Normal ventilation and ambient oxygen exposure may act as promoters and propagators of injury in the preterm lung. In the adult animal, ventilation with gas volumes that approach or exceed total lung capacity results in pulmonary edema and proinflammatory cytokine release in the lungs (34). Ventilation from volumes below a normal functional residual capacity also results in edema, inflammation, and proinflammatory cytokine release. Prior exposure of the isolated and perfused lung to endotoxin amplifies the ventilation-mediated injury (35). Lung gas volumes are low in preterm infants, functional residual capacities are low and unstable, and inflation is nonuniform because of surfactant deficiency (36). Modest hyperventilation of preterm lambs to PCO2 values of 25–30 mm Hg is sufficient to induce TNF-α mRNA within 2 h (M. Ikegami, unpublished data). What if the lung has been primed by exposure to antenatal proinflammatory cytokines? Routine resuscitation and the subsequent ventilation and oxygen exposure of very preterm infants may amplify lung injury after antenatal cytokine exposure.
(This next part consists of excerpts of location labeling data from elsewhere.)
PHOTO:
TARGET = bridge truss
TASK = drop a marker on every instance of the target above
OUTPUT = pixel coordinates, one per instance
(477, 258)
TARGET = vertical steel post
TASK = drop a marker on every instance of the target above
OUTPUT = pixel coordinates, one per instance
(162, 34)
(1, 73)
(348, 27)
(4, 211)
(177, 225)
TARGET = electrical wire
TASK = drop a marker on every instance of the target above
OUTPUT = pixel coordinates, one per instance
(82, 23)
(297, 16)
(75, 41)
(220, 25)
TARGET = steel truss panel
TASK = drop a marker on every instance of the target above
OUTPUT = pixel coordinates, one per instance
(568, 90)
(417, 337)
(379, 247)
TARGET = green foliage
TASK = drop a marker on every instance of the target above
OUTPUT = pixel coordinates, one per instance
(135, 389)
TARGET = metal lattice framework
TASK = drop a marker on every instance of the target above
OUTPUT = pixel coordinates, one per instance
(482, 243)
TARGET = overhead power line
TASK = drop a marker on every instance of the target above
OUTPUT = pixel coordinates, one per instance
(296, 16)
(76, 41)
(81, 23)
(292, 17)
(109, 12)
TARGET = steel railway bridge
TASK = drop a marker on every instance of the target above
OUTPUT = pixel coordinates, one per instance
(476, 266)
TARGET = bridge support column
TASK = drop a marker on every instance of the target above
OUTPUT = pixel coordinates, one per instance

The important concept is that the lung is just beginning to develop into a gas exchange organ over the 24–28-wk gestation interval (7, 37). Very preterm birth may result in the release of signaling molecules that can interfere with lung development. Antenatal or early postnatal inflammation may compound the adverse effects on lung development. We know very little about how the preterm fetus mounts an inflammatory response or how the fetal lung responds to inflammatory mediators. The enticing prospect is that some of the mediators are beneficial (e.g. lung maturation induced by IL-1α) and others are almost certainly detrimental (e.g. the correlations of elevated TNF-α and IL-6 with BPD) (29, 32). Deconvoluting the fetal inflammatory response and the postnatal effects of proinflammatory mediators on the lungs should yield new strategies to improve outcomes for preterm infants. Another major benefit will be new knowledge about the process of alveolarization of the lung—insights into the pathophysiology of the new BPD.